Infections caused by gram-positive bacteria can also be treated with aminoglycosides, but other types of antibiotics are more potent and less damaging to the host. In the past the aminoglycosides have been used in conjunction with beta-lactam antibiotics in streptococcal infections for their synergistic effects, particularly in endocarditis. One of the most frequent combinations is ampicillin (a beta-lactam, or penicillin-related antibiotic) and gentamicin. Often, hospital staff refer to this combination as "amp and gent" or more recently called "pen and gent" for penicillin and gentamicin.

Aminoglycosides are mostly ineffective against anaerobic bacteria, fungi and viruses.

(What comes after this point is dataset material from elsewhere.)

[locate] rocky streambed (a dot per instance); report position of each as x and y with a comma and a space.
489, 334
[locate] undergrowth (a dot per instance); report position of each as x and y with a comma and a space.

Experimentation with aminoglycosides as a treatment of cystic fibrosis (CF) has shown some promising results. CF is caused by a mutation in the gene coding for the cystic fibrosis transmembrane conductance regulator (CFTR) protein. In approximately 10% of CF cases the mutation in this gene causes its early termination during translation, leading to the formation of is truncated and non-functional CFTR protein. It is believed that gentamicin distorts the structure of the ribosome-RNA complex, leading to a mis-reading of the termination codon, causing the ribosome to "skip" over the stop sequence and to continue with the normal elongation and production of the CFTR protein. The treatment is still experimental but showed improvement in cells from CF patients with susceptible mutations.
Toxicity
The toxicity of these agents is dose-related, and therefore every individual can get these side effects provided the dose is sufficiently high. Because of their potential for ototoxicity and nephrotoxicity (kidney toxicity), aminoglycosides are administered in doses based on body weight. Vestibular damage, hearing loss and tinnitus are irreversible, so care must be taken not to achieve a sufficiently high dose. Concomitant administration of a cephalosporin may lead to increased risk of nephrotoxicity while administration with a loop diuretic increases the risk of ototoxicity. Blood drug levels and creatinine are monitored during the course of therapy, as individuals vary widely in the relationship between dose and plasma level. Serum creatinine measurements are used to estimate how well the kidneys are functioning and as a marker for kidney damage caused by these drugs. They may react with and prolong the actions of neuromuscular agents. Impaired renal function necessitates a reduced dose.[citation needed] Dosing and monitoring of aminoglycosides are routinely performed by hospital clinical pharmacists.
Routes of administration
Since they are not absorbed from the gut, they are administered intravenously and intramuscularly. Some are used in topical preparations for wounds. Oral administration can be used for gut decontamination (e.g. in hepatic encephalopathy). Tobramycin may be administered in a nebulized form.